La femme leva les yeux au plafond comme si la réponse s'y trouvait là, gravée en toutes lettres. La cigarette, coincée entre ses doigts, exhalait sa fumée masquant, par à-coups, son visage lorsqu'elle la portait à ses lèvres. Ne brillaient que ses yeux opalescents, couleur d'orage.
— Je l'ai aimé comme une enfant admire une idole. Je l'ai idéalisé en mon esprit, je l'ai érigé selon mes propres critères. Je ne savais rien de lui. Et pourtant je l'ai aimé de tous les fibres de mon être. Je me sentais capable de soulever le monde pour lui.
— Vous regrettez ?
Un temps. Il put voir la pulsation sous l'épiderme de son cou dénudé.
— J'ai dépassé les regrets avec le temps.
Personne n'osait approcher la Sorcière. Antique doyenne d'un autre âge, elle possédait un savoir ancestral – un savoir aussi intriguant que dangereux. Connaissant fort bien les risques qu'elle encourait Tempest était venue à sa rencontre, se glissant au sein de sa grotte sous-marine. Se faufilant parmi les coraux tapissant la roche la selkie avait fait sa demande : rejoindre la terre ferme. La Sorcière l'avait observé sans mot dire, sa chevelure louvoyant au sein des courants, sa main décrochant un coquillage qui s'était accroché à sa queue de phoque.
— Tu veux connaître le secret qui permet à tes sœurs d'aller procréer.
Tempest hocha la tête se mordant la lèvre. Le secret était dûment gardé. Les selkies n'ayant pas mené le périple de procréation n'avait nul droit d'en connaître la teneur avant de mener, elle-même, ce même parcours. Le rite était mené dans la plus complète discrétion entre initiées, ce qui rendait ce rituel de passage encore plus sacré. Tempest savait qu'elle allait briser un tabou et que seule la Sorcière, ermite recluse, le lui accorderait, moyennant un prix dont elle ne connaissait pas la teneur. Un prix que la Sorcière formula en se penchant à sa rencontre, leurs poitrines s'effleurant.

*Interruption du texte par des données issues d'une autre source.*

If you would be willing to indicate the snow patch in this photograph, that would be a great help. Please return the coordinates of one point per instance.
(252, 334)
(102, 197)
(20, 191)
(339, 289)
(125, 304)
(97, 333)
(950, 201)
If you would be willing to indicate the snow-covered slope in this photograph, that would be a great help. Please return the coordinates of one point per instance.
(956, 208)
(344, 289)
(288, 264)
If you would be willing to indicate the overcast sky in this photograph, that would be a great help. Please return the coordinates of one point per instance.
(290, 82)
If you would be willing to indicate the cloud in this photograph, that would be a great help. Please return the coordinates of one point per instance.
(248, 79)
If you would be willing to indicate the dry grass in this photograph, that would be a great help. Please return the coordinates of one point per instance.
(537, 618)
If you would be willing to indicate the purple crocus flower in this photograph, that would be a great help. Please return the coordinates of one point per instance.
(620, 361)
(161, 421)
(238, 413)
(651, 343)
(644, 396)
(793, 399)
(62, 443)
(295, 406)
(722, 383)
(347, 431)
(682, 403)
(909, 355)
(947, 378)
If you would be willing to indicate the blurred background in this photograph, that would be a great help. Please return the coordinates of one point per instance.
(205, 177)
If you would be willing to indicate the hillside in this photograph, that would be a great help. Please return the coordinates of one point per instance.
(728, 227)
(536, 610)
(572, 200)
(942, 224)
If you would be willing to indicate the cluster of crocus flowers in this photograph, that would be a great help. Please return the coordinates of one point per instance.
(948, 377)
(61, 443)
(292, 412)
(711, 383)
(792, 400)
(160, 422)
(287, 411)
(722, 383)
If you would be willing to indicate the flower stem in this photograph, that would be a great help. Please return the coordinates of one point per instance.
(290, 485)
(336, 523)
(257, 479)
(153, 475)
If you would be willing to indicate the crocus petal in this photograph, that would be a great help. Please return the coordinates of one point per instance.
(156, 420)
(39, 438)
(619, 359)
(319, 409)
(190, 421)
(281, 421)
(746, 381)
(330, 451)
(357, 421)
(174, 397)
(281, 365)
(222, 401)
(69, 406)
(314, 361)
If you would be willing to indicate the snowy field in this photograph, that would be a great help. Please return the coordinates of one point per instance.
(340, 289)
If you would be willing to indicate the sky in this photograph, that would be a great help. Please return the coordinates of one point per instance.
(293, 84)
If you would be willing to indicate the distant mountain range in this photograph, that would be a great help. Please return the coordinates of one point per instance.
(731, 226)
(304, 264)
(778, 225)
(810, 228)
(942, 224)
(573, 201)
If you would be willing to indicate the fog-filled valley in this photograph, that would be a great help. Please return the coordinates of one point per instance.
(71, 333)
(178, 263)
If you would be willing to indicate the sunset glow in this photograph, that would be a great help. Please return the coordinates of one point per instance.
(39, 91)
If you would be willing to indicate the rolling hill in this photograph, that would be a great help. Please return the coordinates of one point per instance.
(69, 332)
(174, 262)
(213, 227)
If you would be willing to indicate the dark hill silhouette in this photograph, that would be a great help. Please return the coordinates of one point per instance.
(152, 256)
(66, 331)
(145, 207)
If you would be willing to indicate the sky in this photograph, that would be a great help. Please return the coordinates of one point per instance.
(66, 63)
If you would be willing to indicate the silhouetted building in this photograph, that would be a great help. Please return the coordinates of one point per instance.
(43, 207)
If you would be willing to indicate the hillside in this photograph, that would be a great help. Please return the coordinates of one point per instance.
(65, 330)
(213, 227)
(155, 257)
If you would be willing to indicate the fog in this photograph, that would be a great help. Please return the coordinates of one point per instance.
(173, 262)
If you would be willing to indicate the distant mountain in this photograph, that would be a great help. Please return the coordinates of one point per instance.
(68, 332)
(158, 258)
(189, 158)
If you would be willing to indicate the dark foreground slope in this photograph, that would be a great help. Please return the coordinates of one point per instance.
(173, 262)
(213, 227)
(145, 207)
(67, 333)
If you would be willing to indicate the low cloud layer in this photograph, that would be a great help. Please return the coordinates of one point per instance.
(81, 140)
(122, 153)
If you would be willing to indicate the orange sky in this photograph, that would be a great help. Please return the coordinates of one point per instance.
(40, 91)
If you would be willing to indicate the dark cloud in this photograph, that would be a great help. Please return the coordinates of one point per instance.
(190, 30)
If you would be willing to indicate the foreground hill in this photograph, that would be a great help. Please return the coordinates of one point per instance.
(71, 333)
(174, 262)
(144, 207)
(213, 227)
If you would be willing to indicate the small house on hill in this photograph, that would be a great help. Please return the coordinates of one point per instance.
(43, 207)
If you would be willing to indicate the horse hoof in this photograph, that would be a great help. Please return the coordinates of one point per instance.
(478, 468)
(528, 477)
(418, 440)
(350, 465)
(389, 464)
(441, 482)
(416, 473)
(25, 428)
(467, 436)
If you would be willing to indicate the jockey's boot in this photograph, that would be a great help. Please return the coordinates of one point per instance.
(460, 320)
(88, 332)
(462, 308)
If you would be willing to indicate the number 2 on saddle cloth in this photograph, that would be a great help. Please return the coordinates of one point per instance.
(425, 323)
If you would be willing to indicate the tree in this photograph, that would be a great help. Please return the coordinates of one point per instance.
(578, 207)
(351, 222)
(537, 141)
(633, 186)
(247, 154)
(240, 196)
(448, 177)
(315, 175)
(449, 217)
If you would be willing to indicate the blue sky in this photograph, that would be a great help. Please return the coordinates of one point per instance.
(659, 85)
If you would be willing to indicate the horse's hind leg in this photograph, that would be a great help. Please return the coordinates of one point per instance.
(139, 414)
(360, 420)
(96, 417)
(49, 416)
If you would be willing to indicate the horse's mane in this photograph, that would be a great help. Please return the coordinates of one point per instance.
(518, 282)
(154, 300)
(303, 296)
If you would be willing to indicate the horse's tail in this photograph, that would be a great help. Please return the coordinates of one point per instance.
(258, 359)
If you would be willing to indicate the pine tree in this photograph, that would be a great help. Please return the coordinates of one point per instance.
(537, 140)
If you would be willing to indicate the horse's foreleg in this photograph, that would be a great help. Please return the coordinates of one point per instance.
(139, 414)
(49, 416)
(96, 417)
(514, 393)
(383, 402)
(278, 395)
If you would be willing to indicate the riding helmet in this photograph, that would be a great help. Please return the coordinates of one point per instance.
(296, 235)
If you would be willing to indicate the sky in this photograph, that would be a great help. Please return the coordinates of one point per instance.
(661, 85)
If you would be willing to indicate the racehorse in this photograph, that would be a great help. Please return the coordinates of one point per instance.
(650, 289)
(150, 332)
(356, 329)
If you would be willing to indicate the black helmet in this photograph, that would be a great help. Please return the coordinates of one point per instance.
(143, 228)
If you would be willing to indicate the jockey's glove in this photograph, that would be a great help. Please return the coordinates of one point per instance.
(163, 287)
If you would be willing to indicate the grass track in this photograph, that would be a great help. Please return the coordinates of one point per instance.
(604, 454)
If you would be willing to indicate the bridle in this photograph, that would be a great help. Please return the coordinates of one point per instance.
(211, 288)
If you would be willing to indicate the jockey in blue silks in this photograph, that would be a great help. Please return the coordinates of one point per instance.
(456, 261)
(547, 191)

— Toute offre réclame une demande. Si tu veux connaître le secret il me faudra ta voix.
La main de la Sorcière se posa sur la gorge de Tempest qui ne recula pas, trop estomaquée pour réagir. Comment pourrait-elle s'adresser à l'homme qu'elle aimait si elle ne pouvait plus parler ? Son visage devait laisser transparaître le flot d'émotions et de questionnements qui la submergeaient car la Sorcière répondit à sa question muette.
— Il n'y a pas besoin de voix pour séduire. Crois-moi. Tu l'apprendras vite.
Je commets une folie songea la selkie tout en posant sa main dans celle tendue de la Sorcière formant le pacte, liant sa destinée à cette doyenne. La Sorcière l'emmena plus profondément au sein de sa grotte en un lieu où seule la lueur des poissons abyssaux éclairait les tréfonds. En un lieu où personne n'entendit son cri.
— Vous mentez. Vous dites avoir donné votre voix alors... Comment cela se fait-il que vous puissiez me parler ?
— Les mots ont une grande force. J'y ai cru comme vous mais... Ce n'était pas de cette voix dont elle parlait... J'aurais préféré...
La femme avait courbé l'échine ravalant un début de sanglot qui avait menacé de dépasser ses lèvres. Elle secoua sa main, refusant celle que lui tendait son interlocuteur, dédaignant le mouchoir blanc.
— Vous ne pouvez comprendre. Mais lorsque j'étais encore pleinement une selkie, j'entendais leurs voix... Les voix de tous les habitants de l'océan. Quand la Sorcière m'a dit que je payerais de ma voix, elle parlait de celle-ci. J'ai eu beau faire, plus jamais, je n'ai pu percevoir la voix de l'océan.
Lorsqu'elle se tenait à son bord, elle ne percevait qu'un chant sans sens, celui perçu par tous les humains – une mélodie tronquée de sa symphonie première, une mélopée sans saveur. Elle ne devait plus que se contenter de cet ersatz et puiser, dans ses souvenirs, l'écho des profondeurs, la musique originelle. Avant de se rendre compte que l'oubli avait tout effacé.
L'Écumeuse avait surgi de l'inconnu. Mrs. Whale l'avait récupéré, ses bras de matrone emportant cette femme retrouvée, à demi noyée, sur les quais de Tortuga. Personne ne s'y était opposé. On ne discutait pas les droits de Mrs. Whale tenancière de l'unique maison close de l'île. Nourrie, logée, remplumée et retrouvant figure plus humaine, l'Écumeuse avait été rebaptisée de son nom de scène et mise au parfum de son nouveau métier. Les filles que sauvait Mrs. Whale lui devaient complète obéissance en échange de sa protection. La matrone clamait à qui voulait l'entendre que, sans elles, ses filles auraient fini dans le caniveau, ouvrant leurs jupes au premier marin venu. « Chez moi elles ont droit à un lit, un toit et de quoi manger. Et elles sont propres. » ajoutait-elle entre deux exhalations de sa cigarette.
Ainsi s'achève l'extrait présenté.